I do see that often someone who addresses me in "social medial" land starts w/ a presumption that I hold a particular view that it can be made obvious I don't hold, & harbor hostility that I am happy to demonstrate to them I don't have. No one is to be blamed for their presumptions; the only thing we can expect is updating in light of the evidence made available.

Beyond that, I can only be who I am. I don't have time for anything more than that & I doubt it would do any good

January 31, 2014 | Unregistered Commenterdmk38

Dan, that is what I was referring to. However, what I asked after is not "a sense of what" data was collected or general information about the data. I asked if the data itself is available. It is much easier to come up with ideas if one can look at the data, either to check thoughts or find inspiration.

For instance, the document reports a number of correlations. The issue of correlation scores being misused is one I've discussed recently in a series of posts (a rough draft of a document collecting them is available here). There are a number of things to check when calculating correlation scores, and it'd be easier to check them myself than try to make a list of the possibilities. Plus, it'd save you the trouble of doing work to resolve my concerns.

As a demonstration, Figure 7 shows a graph of a strong negative correlation between two variables. However, a visual examination of that graph suggests the residuals of the fit are not normally distributed. That would mean the assumptions underlying the correlation calculation are not met. The overall notion is likely correct despite this since the correlation is so strong, but it's still something to verify. Also, it raises a question about other correlation scores reported (especially ones so low as 0.10).

There are lots of ideas like that which may merit consideration. It'd be far more practical to let people look at the data and check for themselves than require them send such ideas. (Plus, it'd let people reassure themselves of your results.)

January 31, 2014 | Unregistered CommenterBrandon Shollenberger


I haven't made the data set publicly available at this point. I will after I submit for publication.

To promote engagement with the data in the meantime-- including by people who are doing me the favor of telling me they think I'm using an inappropriate statistical model or otherwise analyzing the data in a manner that doesn't support the inferences I myself am drawing -- I've tried to make things as transparent as I can: by showing the raw data (in toplines for all the survey items; in scatter plots or lowess regression where I've looked at the relationship of different items or analyzed responses for relevant source of variance); by reporting the outputs for the regression models; and by graphically reporting the results where I think the practical significance is not likely to be apparent in regression outputs & the like. Also, as I've indicated, I'm happy to run additional analyses that people propose. Beyond that, how much to discount -- maybe down to no weight at all -- b/c I haven't yet posted the entire data set is a judgment call, and I would certainly respect any one you or anyone else would make.

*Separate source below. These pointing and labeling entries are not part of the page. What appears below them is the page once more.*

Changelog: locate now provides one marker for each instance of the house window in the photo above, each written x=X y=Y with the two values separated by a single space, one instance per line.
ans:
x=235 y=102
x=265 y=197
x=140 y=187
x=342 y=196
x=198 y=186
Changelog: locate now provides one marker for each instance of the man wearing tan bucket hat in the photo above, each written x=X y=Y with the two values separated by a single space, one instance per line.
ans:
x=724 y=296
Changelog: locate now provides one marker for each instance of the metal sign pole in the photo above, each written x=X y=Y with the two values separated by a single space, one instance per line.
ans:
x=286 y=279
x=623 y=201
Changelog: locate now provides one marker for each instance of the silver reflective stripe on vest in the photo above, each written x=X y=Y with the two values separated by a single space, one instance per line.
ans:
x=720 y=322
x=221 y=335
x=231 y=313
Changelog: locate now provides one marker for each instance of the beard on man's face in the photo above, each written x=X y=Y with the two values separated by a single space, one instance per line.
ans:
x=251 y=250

On Fig 7: here are the residuals. I think they look okay. Agree?

As you know, Fig. 7 is just an illustration of the raw data on the "vaccine risk/benefit" items -- a scatter plot that, as you note, shows a negative correlation so obvious that a bat would have no trouble discerning it, & that I plopped a regression line on just to supply even more information.

I don't regress the items in the PUB_HEALTH scale on one another; that would be ridiculous in my view, since there's every reason to think they are all just measuring the same thing.

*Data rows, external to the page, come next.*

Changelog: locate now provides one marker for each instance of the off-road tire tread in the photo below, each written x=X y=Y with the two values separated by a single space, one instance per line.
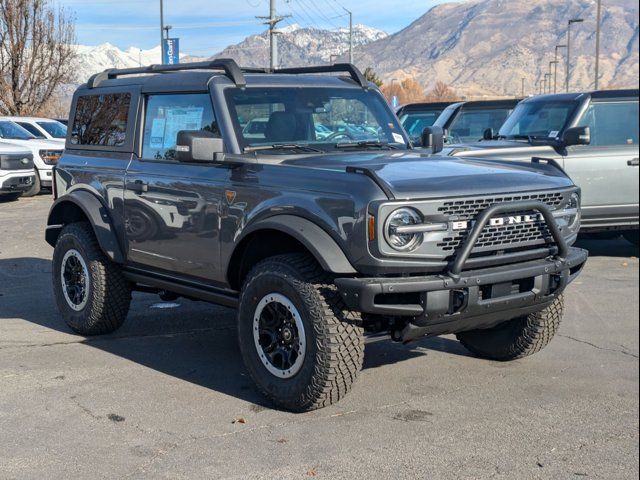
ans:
x=111 y=292
x=528 y=335
x=338 y=331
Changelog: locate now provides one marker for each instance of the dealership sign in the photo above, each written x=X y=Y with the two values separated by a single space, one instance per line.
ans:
x=171 y=51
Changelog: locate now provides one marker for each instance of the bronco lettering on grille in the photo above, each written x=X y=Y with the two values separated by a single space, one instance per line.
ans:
x=500 y=221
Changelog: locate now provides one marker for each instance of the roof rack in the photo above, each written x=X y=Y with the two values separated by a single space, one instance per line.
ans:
x=352 y=70
x=231 y=70
x=229 y=66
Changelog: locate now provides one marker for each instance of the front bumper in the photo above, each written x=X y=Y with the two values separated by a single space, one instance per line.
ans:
x=15 y=183
x=441 y=304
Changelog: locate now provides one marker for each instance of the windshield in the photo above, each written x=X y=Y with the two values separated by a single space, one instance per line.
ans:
x=545 y=119
x=324 y=118
x=13 y=131
x=415 y=122
x=32 y=129
x=55 y=129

What I do want to be confident about is that the items scale appropriately. I report the cronbach's alpha and the factor analysis used to assess unidmensionality (and factor loadings). See anything odd there?

On these "small" correlations -- I do report some just to make the point that they are trivial (one of my own peeves is how often researchers treat the bare statistical significance of a correlation as supporting any sort of practical inference).

If it isn't too much of a bother, I am eager to learn of any other questions or comments that occur to you along these lines (or any others).